Another old hand was Paul Verhoeven, an agent provocateur who’s been walking the tight rope of high trash/high art (depending on how you read his films) for years now. “Benedetta,” his historical nunsploitation movie starring Virginie Efira, wasn’t lacking in controversy.
Indeed, both “Annette” and “Benedetta” contributed to what was a horny old festival on many accounts. Other trends this year included seemingly every other film being compared to the Safdie brothers’ “Uncut Gems,” and the meme-ification of “The French Dispatch’s” photo call (who knew Timothée Chalamet, Wes Anderson, Tilda Swinton and Bill Murray were so relatable?).
“Benedetta” by Paul Verhoeven.
“Benedetta” by Paul Verhoeven. Credit: Guy Ferrandis/SBS Productions
Once the froth of the festival settles, what’s left is another crop of films from around the world, from places expected and not, rated, reviewed and ready to find their way to the public. So Cannes’ mission can be said to be a success.
Cannes has always been a case of “in with the new,” making a pause to reflect on what’s come before all the more necessary. Mark Cousins provided that with his documentary “The Story of Film: A New Generation,” which preceded the opening ceremony and cast an eye over the past decade of cinema. In it, he posed the question: Which films have pushed the boundaries of the medium? Moreover, how?
It’s a useful frame through which to view cinema, beset as it is with doomsayers bemoaning the streaming wars and the recycling of intellectual property. New things are happening all around us — as long as you’re looking in the right places. It’s also a useful frame through which to view Cannes, where there is always more to discuss than time allows.
Here’s a selection of films, from both the 2021 festival’s Official Selection and wider program, that pushed boundaries and injected new life into cinema.
“Petrov’s Flu” (dir. Kirill Serebrennikov)
“Petrov’s Flu” by Kirill Serebrennikov.
“Petrov’s Flu” by Kirill Serebrennikov. Credit: Hype Film
Kirill Serebrennikov takes us on a 24-hour tour of Yekaterinburg on New Year’s Eve that’s less “Ulysses”-of-the-Urals and more like jumping into a Hieronymus Bosch painting of post-Soviet Russia.
Our unwitting guide is Petrov (Semyon Serzin), a comic book artist whose bout of flu sends viewers into a tailspin.
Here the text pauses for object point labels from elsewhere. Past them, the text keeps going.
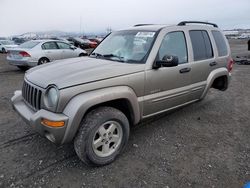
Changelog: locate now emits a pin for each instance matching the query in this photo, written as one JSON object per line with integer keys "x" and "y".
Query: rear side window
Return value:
{"x": 49, "y": 46}
{"x": 63, "y": 45}
{"x": 201, "y": 44}
{"x": 174, "y": 43}
{"x": 220, "y": 43}
{"x": 29, "y": 44}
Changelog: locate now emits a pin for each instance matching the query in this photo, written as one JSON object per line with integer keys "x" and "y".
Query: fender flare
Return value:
{"x": 79, "y": 105}
{"x": 212, "y": 76}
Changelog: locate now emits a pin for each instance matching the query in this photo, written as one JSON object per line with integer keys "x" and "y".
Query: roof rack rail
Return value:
{"x": 137, "y": 25}
{"x": 198, "y": 22}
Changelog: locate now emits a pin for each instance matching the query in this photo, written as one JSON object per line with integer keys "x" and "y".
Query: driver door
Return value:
{"x": 168, "y": 87}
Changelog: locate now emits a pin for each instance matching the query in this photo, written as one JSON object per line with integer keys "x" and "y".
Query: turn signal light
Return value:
{"x": 24, "y": 54}
{"x": 52, "y": 123}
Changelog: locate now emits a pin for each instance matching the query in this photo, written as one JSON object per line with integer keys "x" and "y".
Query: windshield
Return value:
{"x": 29, "y": 44}
{"x": 7, "y": 42}
{"x": 125, "y": 46}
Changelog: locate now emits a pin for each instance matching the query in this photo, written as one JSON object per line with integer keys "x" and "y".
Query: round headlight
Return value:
{"x": 52, "y": 97}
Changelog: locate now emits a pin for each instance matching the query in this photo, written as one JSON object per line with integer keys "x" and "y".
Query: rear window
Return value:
{"x": 201, "y": 44}
{"x": 29, "y": 44}
{"x": 220, "y": 43}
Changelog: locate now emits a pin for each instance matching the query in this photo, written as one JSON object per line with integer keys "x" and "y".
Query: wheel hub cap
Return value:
{"x": 107, "y": 139}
He’s feverish, the city’s febrile, and events — real and imagined — collide. From a crowded bus to a public execution and then into the back of a stolen hearse, we ride with the protagonist along the underbelly of society, meeting an ensemble of characters painted in shades absurd, grotesque and pathetic.
Petrov’s librarian wife Petrova (Chulpan Khamatova) isn’t faring much better, with a murderous streak that could be fact or fiction. Frankly, it’s hard to tell. Meanwhile, their son’s temperature is creeping up.
Based on Alexey Salnikov’s novel “The Petrovs In and Around the Flu,” Serebrennikov’s adaptation is Dostoevsky read through a kaleidoscope. Characters, scenes and sets collapse in on one another — sometimes literally — and occasionally in outrageous long takes that baffle as much as they beguile. It’s cinema as surreal, relentless spectacle, recalling Leos Carax’s “Holy Motors” and Aleksei German’s “Hard to be a God,” but wholly Serebrennikov’s own groove: furiously inventive, brutish at times, unexpectedly tender at others.
The Russian director, barred from leaving the country to attend the festival, installs a nostalgic backstory that dovetails with the rest of the narrative only in the closing stages. Characters retreat into fantasy, but also the past. It suggests a yearning — if not for the past, then maybe for simpler times or ones when the rot was less pervasive. The film’s manifesto may be unclear, but its diagnosis is more so: a city and its people are sick.